My heart is sick from watching cops getting shot, gays getting shot, Muslims, Jews, Christians, Blacks, children getting shot to death. When did we become so full of hatred? When did we start believing that guns are what would redeem us?

I keep hearing a truth. It bounces around my head. It is that we are all equally precious in the Creator’s sight.

I cannot sleep. I turn off the news but I cannot sleep and I want to cry because my heart is sick and I think I can’t be the only one. Our whole heart breaking. It creaks and moans from the strain and weight of so much anguish. I do what I know how to do and I sit up late with my keyboard and I write it down because words are my wailing. This is not my pain or your pain this is our pain. And it rushes out through my fingers onto the keys and onto the page.

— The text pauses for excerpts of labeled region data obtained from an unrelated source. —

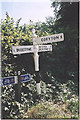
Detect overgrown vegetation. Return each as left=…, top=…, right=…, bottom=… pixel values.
left=1, top=2, right=79, bottom=119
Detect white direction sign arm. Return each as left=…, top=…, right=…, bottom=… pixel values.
left=33, top=33, right=64, bottom=44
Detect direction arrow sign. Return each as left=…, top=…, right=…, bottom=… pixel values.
left=12, top=45, right=52, bottom=54
left=38, top=45, right=52, bottom=52
left=12, top=45, right=33, bottom=54
left=2, top=76, right=17, bottom=86
left=33, top=33, right=64, bottom=45
left=21, top=74, right=31, bottom=82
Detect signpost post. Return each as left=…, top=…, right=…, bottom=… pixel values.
left=12, top=29, right=64, bottom=94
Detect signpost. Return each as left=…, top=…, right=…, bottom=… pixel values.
left=21, top=74, right=31, bottom=82
left=12, top=29, right=64, bottom=94
left=2, top=76, right=18, bottom=86
left=12, top=45, right=52, bottom=55
left=33, top=33, right=64, bottom=45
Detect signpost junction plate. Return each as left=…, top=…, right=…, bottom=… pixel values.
left=2, top=76, right=17, bottom=86
left=21, top=74, right=32, bottom=82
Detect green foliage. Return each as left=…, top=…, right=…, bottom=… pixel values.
left=1, top=2, right=79, bottom=119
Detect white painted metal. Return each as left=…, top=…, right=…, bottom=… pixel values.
left=33, top=33, right=64, bottom=45
left=12, top=45, right=33, bottom=55
left=36, top=83, right=41, bottom=94
left=12, top=45, right=52, bottom=55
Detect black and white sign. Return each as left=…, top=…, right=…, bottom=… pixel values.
left=2, top=76, right=18, bottom=86
left=12, top=45, right=52, bottom=55
left=21, top=74, right=31, bottom=82
left=33, top=33, right=64, bottom=45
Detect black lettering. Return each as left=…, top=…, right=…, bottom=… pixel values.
left=41, top=38, right=43, bottom=42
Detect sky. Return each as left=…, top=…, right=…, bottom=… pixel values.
left=1, top=0, right=54, bottom=24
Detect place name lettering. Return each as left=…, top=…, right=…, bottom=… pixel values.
left=39, top=46, right=48, bottom=50
left=16, top=48, right=31, bottom=52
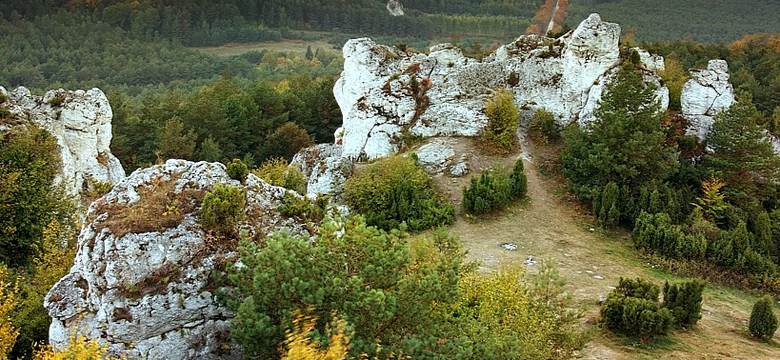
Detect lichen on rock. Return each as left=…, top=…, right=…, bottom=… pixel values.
left=44, top=160, right=316, bottom=359
left=0, top=87, right=125, bottom=200
left=334, top=14, right=669, bottom=160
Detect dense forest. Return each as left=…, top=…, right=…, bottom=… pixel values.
left=566, top=0, right=780, bottom=44
left=0, top=0, right=780, bottom=359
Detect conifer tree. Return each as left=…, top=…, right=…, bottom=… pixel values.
left=748, top=295, right=777, bottom=340
left=561, top=66, right=676, bottom=197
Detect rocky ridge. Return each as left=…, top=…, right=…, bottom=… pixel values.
left=334, top=14, right=669, bottom=159
left=0, top=87, right=125, bottom=195
left=44, top=160, right=315, bottom=359
left=680, top=60, right=736, bottom=140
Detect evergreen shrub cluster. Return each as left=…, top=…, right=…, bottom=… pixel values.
left=463, top=159, right=528, bottom=214
left=200, top=183, right=246, bottom=237
left=225, top=159, right=249, bottom=184
left=252, top=158, right=306, bottom=194
left=748, top=295, right=777, bottom=340
left=600, top=278, right=704, bottom=344
left=529, top=109, right=561, bottom=144
left=344, top=156, right=455, bottom=231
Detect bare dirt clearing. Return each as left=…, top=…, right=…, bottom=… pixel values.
left=442, top=133, right=780, bottom=359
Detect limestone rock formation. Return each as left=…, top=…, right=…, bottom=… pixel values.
left=387, top=0, right=404, bottom=16
left=0, top=87, right=125, bottom=195
left=290, top=144, right=353, bottom=202
left=334, top=14, right=668, bottom=159
left=680, top=60, right=735, bottom=140
left=44, top=160, right=311, bottom=359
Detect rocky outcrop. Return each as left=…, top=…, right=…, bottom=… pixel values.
left=387, top=0, right=404, bottom=16
left=680, top=60, right=735, bottom=140
left=413, top=138, right=470, bottom=177
left=290, top=144, right=353, bottom=202
left=44, top=160, right=313, bottom=359
left=0, top=87, right=125, bottom=195
left=334, top=14, right=668, bottom=159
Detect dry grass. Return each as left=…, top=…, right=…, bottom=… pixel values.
left=97, top=178, right=204, bottom=238
left=435, top=134, right=780, bottom=359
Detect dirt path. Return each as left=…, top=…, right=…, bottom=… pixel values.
left=442, top=131, right=780, bottom=359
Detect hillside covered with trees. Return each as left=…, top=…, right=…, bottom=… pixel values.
left=0, top=0, right=780, bottom=360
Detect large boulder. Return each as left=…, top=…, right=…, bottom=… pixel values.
left=290, top=144, right=353, bottom=203
left=334, top=14, right=668, bottom=159
left=680, top=60, right=736, bottom=140
left=44, top=160, right=313, bottom=359
left=0, top=87, right=125, bottom=195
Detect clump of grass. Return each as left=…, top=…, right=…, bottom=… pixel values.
left=92, top=178, right=204, bottom=238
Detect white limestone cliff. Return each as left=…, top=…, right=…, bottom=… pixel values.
left=680, top=60, right=736, bottom=140
left=334, top=14, right=669, bottom=159
left=290, top=144, right=353, bottom=202
left=0, top=87, right=125, bottom=195
left=44, top=160, right=316, bottom=359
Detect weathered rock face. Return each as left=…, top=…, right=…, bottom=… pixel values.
left=290, top=144, right=353, bottom=202
left=0, top=87, right=125, bottom=195
left=334, top=14, right=668, bottom=159
left=680, top=60, right=735, bottom=140
left=44, top=160, right=311, bottom=359
left=387, top=0, right=404, bottom=16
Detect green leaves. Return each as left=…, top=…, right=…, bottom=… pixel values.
left=227, top=218, right=464, bottom=358
left=344, top=156, right=455, bottom=231
left=0, top=126, right=74, bottom=267
left=748, top=295, right=777, bottom=340
left=561, top=68, right=677, bottom=198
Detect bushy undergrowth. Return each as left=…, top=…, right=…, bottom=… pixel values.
left=223, top=217, right=583, bottom=360
left=463, top=159, right=528, bottom=215
left=252, top=158, right=306, bottom=194
left=344, top=156, right=455, bottom=231
left=748, top=295, right=777, bottom=340
left=529, top=109, right=561, bottom=144
left=225, top=159, right=249, bottom=184
left=601, top=278, right=674, bottom=344
left=200, top=183, right=246, bottom=237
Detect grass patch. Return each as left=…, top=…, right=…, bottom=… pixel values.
left=97, top=178, right=204, bottom=238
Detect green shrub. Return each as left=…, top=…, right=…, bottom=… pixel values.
left=462, top=165, right=514, bottom=215
left=748, top=295, right=777, bottom=340
left=0, top=126, right=75, bottom=266
left=49, top=96, right=65, bottom=107
left=506, top=70, right=520, bottom=87
left=529, top=109, right=561, bottom=144
left=224, top=216, right=468, bottom=359
left=279, top=193, right=329, bottom=222
left=594, top=182, right=620, bottom=228
left=509, top=159, right=528, bottom=199
left=200, top=183, right=246, bottom=237
left=663, top=280, right=705, bottom=326
left=600, top=278, right=674, bottom=344
left=482, top=89, right=520, bottom=153
left=252, top=158, right=306, bottom=194
left=344, top=156, right=455, bottom=231
left=225, top=159, right=249, bottom=184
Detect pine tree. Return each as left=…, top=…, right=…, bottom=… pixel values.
left=748, top=295, right=777, bottom=340
left=561, top=68, right=676, bottom=197
left=306, top=45, right=314, bottom=61
left=663, top=280, right=705, bottom=326
left=704, top=94, right=780, bottom=209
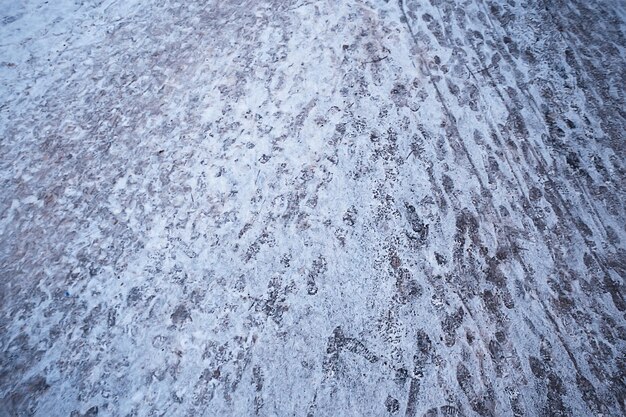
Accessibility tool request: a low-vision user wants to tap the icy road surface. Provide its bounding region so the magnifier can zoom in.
[0,0,626,417]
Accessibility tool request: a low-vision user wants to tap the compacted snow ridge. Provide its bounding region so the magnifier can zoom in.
[0,0,626,417]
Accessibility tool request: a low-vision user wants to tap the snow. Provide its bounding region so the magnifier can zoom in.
[0,0,626,417]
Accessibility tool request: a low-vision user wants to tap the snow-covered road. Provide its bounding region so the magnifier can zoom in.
[0,0,626,417]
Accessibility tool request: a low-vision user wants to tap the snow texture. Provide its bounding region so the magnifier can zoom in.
[0,0,626,417]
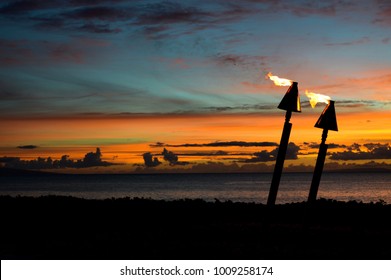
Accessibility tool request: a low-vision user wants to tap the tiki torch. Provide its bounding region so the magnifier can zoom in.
[267,73,301,206]
[308,100,338,202]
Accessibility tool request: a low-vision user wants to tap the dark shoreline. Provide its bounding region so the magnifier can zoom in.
[0,196,391,259]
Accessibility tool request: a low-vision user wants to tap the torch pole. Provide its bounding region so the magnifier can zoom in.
[267,110,292,206]
[308,129,328,203]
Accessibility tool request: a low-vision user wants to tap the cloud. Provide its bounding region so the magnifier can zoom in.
[202,104,276,112]
[162,148,178,165]
[143,152,161,167]
[158,141,278,147]
[242,142,300,163]
[325,37,371,47]
[62,6,133,22]
[305,142,347,149]
[17,145,38,150]
[162,148,189,165]
[136,2,212,25]
[330,143,391,160]
[0,148,114,169]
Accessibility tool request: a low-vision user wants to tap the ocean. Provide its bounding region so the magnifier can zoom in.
[0,173,391,204]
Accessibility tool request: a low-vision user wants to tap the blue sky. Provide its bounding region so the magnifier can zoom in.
[0,0,391,115]
[0,0,391,173]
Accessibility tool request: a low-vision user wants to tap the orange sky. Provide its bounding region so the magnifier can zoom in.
[0,107,391,173]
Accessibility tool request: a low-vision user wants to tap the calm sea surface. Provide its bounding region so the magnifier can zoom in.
[0,173,391,203]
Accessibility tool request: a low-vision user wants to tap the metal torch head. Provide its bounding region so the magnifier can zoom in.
[315,100,338,131]
[277,82,301,113]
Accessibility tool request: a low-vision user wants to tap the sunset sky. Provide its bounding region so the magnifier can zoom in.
[0,0,391,172]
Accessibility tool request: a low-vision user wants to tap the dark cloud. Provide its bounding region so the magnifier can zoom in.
[330,143,391,160]
[306,142,347,149]
[165,141,278,147]
[202,104,276,112]
[136,2,212,25]
[162,148,178,165]
[0,148,113,169]
[77,23,122,34]
[17,145,38,150]
[143,152,161,167]
[243,142,300,163]
[0,0,55,15]
[62,6,132,21]
[149,142,166,148]
[162,148,189,165]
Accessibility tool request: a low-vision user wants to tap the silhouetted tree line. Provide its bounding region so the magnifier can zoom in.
[0,148,113,169]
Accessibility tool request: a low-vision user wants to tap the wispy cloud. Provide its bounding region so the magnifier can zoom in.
[150,141,278,147]
[325,37,371,47]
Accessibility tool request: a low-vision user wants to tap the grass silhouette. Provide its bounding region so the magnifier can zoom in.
[0,196,391,259]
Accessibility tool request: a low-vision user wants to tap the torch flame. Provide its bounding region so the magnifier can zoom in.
[305,90,330,108]
[266,72,293,87]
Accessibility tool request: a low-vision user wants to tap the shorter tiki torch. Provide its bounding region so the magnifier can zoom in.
[308,100,338,203]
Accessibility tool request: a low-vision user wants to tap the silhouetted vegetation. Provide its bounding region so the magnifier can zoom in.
[0,196,391,259]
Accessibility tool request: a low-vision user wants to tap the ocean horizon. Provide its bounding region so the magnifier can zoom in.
[0,172,391,204]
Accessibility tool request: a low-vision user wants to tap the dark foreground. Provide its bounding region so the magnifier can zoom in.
[0,196,391,259]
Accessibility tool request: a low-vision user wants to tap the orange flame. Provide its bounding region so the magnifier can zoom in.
[305,90,330,108]
[266,72,293,87]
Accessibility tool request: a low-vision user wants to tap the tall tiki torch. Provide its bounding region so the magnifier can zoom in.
[308,100,338,203]
[267,73,301,206]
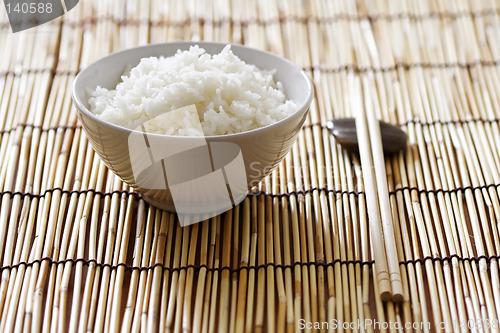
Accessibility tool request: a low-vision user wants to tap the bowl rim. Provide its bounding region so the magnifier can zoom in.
[71,41,314,140]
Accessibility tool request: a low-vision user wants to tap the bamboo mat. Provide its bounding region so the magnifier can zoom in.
[0,0,500,332]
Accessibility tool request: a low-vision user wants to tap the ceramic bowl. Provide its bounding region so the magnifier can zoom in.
[73,42,313,223]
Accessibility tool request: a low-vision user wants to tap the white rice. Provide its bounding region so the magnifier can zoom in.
[89,45,297,135]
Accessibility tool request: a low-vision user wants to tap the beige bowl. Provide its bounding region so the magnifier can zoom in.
[73,42,313,217]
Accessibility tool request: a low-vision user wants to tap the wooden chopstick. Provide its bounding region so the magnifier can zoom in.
[349,76,393,301]
[359,73,403,303]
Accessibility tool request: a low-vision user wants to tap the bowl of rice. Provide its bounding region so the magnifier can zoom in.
[73,42,313,224]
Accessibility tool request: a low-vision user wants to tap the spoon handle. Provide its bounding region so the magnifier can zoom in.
[326,118,407,153]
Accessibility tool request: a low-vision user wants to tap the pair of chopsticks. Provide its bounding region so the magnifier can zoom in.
[350,77,403,302]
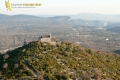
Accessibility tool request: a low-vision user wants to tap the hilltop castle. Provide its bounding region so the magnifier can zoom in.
[38,33,56,45]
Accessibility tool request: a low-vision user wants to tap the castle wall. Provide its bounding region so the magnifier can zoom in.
[40,38,51,42]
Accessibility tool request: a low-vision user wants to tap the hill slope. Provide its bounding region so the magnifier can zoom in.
[0,41,120,80]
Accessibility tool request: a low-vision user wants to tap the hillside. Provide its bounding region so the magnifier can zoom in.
[0,41,120,80]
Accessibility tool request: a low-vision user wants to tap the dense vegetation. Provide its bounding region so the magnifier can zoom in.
[0,41,120,80]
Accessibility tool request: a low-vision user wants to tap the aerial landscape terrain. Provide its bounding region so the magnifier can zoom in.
[0,13,120,80]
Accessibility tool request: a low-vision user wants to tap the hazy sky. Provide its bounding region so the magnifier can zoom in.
[0,0,120,15]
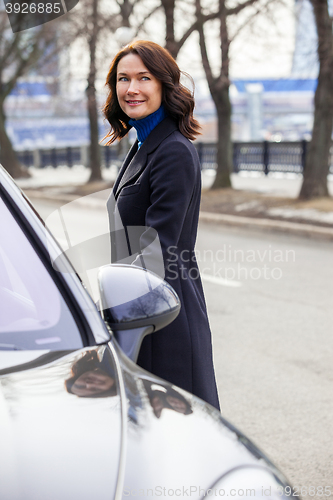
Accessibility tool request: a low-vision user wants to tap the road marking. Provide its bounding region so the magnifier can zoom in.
[201,274,243,288]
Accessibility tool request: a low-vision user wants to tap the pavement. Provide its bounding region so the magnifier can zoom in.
[16,165,333,241]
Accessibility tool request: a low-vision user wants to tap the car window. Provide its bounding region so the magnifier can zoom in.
[0,199,83,350]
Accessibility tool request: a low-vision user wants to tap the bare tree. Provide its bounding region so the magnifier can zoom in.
[0,12,54,177]
[299,0,333,199]
[195,0,270,189]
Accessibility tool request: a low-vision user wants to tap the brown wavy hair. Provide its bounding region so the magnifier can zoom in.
[103,40,201,145]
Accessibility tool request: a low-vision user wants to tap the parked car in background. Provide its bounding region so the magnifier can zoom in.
[0,163,292,500]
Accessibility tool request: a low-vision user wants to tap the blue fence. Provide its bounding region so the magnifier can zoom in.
[17,141,333,174]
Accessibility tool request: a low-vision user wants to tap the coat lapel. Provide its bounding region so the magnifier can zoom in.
[113,117,178,198]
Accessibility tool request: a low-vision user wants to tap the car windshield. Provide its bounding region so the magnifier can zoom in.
[0,199,82,350]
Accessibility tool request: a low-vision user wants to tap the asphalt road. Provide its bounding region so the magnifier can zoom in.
[34,200,333,498]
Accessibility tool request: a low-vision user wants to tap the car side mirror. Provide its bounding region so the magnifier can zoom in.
[98,264,180,362]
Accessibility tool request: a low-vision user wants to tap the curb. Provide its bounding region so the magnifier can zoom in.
[199,212,333,241]
[25,189,333,241]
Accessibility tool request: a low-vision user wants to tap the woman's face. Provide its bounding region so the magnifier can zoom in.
[116,54,162,120]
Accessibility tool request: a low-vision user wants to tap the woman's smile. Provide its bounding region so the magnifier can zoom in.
[116,54,162,120]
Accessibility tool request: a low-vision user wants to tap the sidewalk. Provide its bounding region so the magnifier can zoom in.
[17,166,333,240]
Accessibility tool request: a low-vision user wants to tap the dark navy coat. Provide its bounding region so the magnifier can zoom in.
[108,117,219,408]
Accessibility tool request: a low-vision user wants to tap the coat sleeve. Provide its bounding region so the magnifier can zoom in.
[133,141,200,277]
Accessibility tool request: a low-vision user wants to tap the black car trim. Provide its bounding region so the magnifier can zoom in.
[0,183,96,349]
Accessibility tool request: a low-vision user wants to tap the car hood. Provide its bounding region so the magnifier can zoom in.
[0,342,286,500]
[118,342,285,499]
[0,348,121,500]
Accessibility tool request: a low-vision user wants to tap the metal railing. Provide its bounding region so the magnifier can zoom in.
[17,141,333,174]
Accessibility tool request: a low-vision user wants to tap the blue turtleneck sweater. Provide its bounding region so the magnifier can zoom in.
[128,104,167,148]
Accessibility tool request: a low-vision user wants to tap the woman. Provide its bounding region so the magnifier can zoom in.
[104,40,219,408]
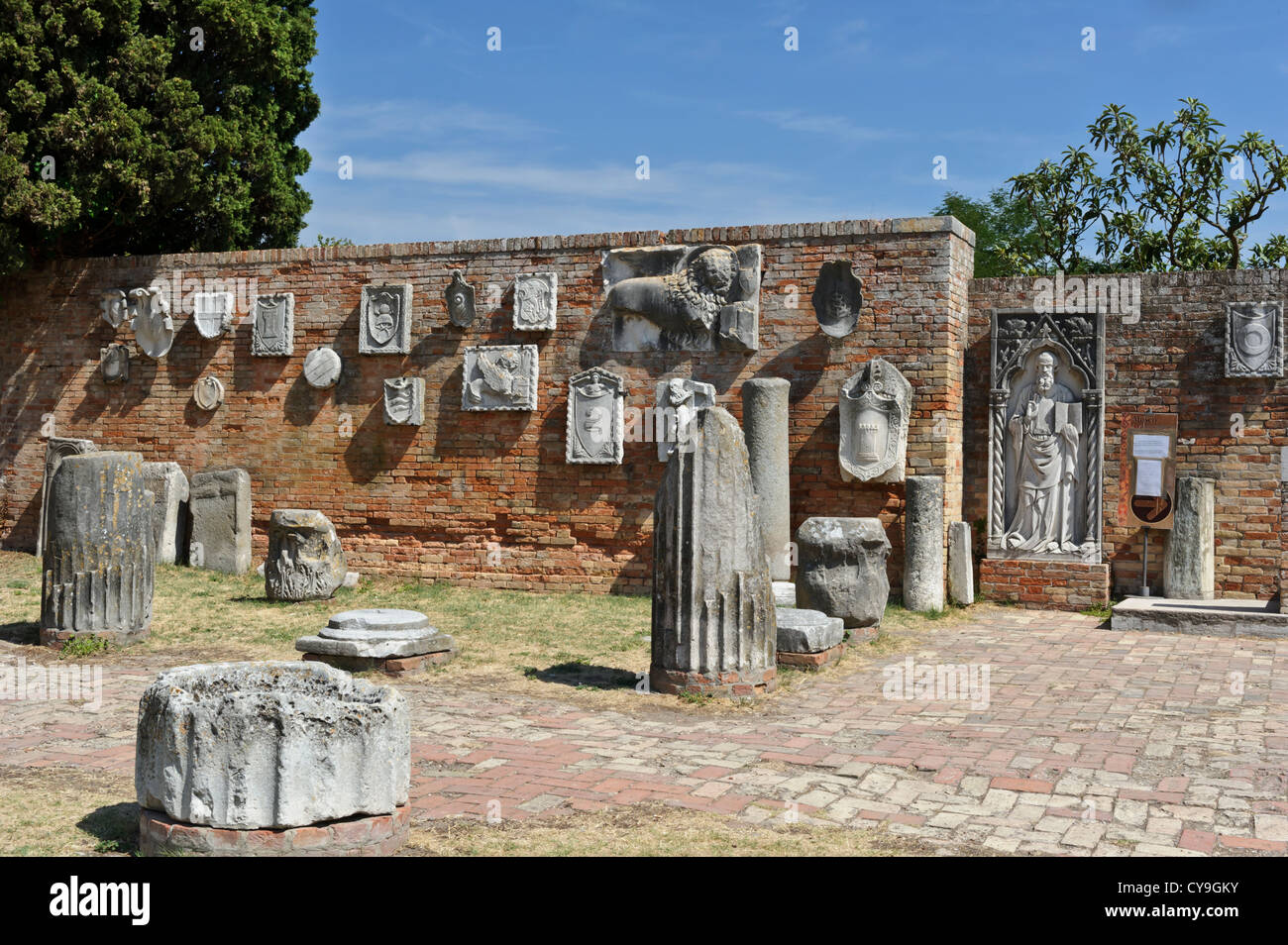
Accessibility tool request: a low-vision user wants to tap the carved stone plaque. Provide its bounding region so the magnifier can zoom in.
[192,374,224,411]
[811,259,863,338]
[651,377,716,463]
[602,244,761,352]
[461,345,537,411]
[192,292,233,339]
[130,288,175,361]
[250,292,295,358]
[445,269,474,328]
[564,367,626,464]
[358,282,411,354]
[514,273,559,331]
[99,288,130,328]
[1225,301,1284,377]
[98,345,130,383]
[838,358,912,482]
[385,377,425,426]
[304,348,342,390]
[988,310,1105,564]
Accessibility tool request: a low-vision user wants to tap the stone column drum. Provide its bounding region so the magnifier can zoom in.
[1163,476,1216,600]
[903,476,944,610]
[134,662,411,842]
[40,454,154,646]
[649,407,778,696]
[742,377,793,580]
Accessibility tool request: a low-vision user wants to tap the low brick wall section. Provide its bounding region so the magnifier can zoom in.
[979,558,1109,610]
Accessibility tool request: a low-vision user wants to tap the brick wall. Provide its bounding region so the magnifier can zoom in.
[965,269,1288,600]
[0,218,974,592]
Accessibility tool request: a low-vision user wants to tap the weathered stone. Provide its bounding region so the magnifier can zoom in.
[445,269,474,328]
[143,463,188,564]
[742,377,793,580]
[188,469,252,575]
[649,407,778,695]
[134,662,411,830]
[837,358,912,482]
[192,292,233,339]
[36,437,98,558]
[903,476,944,611]
[461,345,537,411]
[295,607,456,659]
[265,508,345,600]
[40,452,154,644]
[796,517,890,627]
[988,311,1105,564]
[130,288,176,361]
[601,244,761,352]
[564,367,626,464]
[777,607,845,653]
[1225,301,1284,377]
[810,259,863,338]
[98,345,130,383]
[304,348,342,390]
[1163,476,1216,600]
[514,273,559,331]
[250,292,295,358]
[385,377,425,426]
[652,377,716,463]
[948,521,975,606]
[192,374,224,411]
[358,282,411,354]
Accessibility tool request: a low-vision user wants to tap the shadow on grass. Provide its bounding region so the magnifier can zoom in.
[0,620,40,646]
[523,663,639,688]
[76,803,139,856]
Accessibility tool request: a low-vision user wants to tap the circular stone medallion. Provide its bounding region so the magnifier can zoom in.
[304,348,340,390]
[192,374,224,411]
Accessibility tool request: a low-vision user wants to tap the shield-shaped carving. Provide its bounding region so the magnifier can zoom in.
[1232,305,1278,370]
[837,358,912,482]
[368,292,402,345]
[447,270,474,328]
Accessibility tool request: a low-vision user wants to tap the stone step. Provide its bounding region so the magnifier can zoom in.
[1109,597,1288,637]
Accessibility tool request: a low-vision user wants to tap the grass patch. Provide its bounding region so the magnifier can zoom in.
[403,802,934,856]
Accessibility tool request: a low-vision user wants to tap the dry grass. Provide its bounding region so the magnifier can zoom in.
[403,803,932,856]
[0,766,139,856]
[0,553,968,714]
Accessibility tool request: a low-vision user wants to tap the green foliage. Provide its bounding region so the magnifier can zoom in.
[930,186,1037,279]
[58,636,107,659]
[997,98,1288,274]
[0,0,318,274]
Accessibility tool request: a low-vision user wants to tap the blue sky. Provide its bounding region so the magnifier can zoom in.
[300,0,1288,245]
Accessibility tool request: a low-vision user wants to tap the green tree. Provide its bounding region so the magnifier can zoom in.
[930,186,1037,279]
[0,0,318,273]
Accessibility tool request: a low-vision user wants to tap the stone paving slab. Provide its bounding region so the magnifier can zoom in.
[0,611,1288,856]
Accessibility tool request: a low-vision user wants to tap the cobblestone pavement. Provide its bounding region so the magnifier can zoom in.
[0,610,1288,856]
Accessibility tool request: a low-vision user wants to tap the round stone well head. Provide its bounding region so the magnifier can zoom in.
[134,662,411,830]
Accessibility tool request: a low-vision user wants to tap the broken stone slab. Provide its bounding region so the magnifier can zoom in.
[143,463,189,564]
[265,508,347,601]
[295,607,456,659]
[778,607,845,653]
[188,469,252,575]
[134,662,411,830]
[796,516,890,627]
[948,521,975,606]
[40,452,154,646]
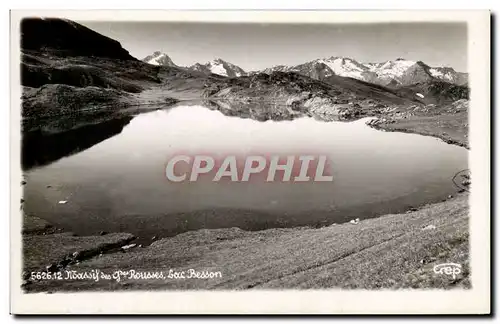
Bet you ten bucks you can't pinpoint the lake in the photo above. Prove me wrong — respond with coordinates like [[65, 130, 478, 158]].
[[24, 105, 468, 238]]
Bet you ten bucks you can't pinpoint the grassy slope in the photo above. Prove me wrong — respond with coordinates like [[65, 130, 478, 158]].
[[23, 194, 470, 291]]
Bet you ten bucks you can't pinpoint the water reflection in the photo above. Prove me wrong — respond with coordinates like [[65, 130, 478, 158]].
[[24, 103, 467, 237], [21, 116, 132, 170]]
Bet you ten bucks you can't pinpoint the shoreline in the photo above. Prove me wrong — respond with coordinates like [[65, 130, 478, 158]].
[[23, 193, 470, 292]]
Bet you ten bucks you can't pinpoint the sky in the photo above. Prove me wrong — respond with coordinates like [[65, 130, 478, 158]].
[[79, 21, 467, 72]]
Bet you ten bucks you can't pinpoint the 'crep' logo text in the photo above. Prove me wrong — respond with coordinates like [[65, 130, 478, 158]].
[[434, 263, 462, 279]]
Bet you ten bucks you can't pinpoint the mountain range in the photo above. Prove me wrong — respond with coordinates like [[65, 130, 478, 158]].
[[143, 52, 468, 88]]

Give me your hand and let me tell you that I see you, and that you matter before some
asshole on Facebook tells everyone to stop whining and sucking up all the oxygen. That is what our leaders have been modeling for us — ignorance. Just be numb. But I am not that. And you are not that. Look at us. We are all violence weary, suffering from a collective PTSD.

Each one of us is precious in the Creator’s sight. The asshole on Facebook is precious in His sight too. Take my hand. I feel you and you matter, I want to tell him. Stop worshiping “mean.” It won’t help you.

And today I will keep the news off again. I have to look away and catch my breath. Today I will look for the little things that affirm life: squashes ripe in the garden, a pink sunrise, a long walk with the dog. But I can’t stop hearing the unrelenting pain in that black woman’s voice, her baby girl in the back seat, “I’m right here with you mama.” And I can’t stop seeing all the senseless killing. We kill each other instead of loving each other. How did we get here?

I am not alone you are not alone. I see you and you matter. Here take my hand and I will take yours and we’ll walk together. Better, link your arm with mine and with the person next to you and let’s walk together. Love matters. Not the killing. Not the death. Not the news. Not the politics. Love matters. You are God’s precious child and you matter. I am not alone, and you are not alone and we are not alone together. Maybe if we cry together. . . then we can start the healing.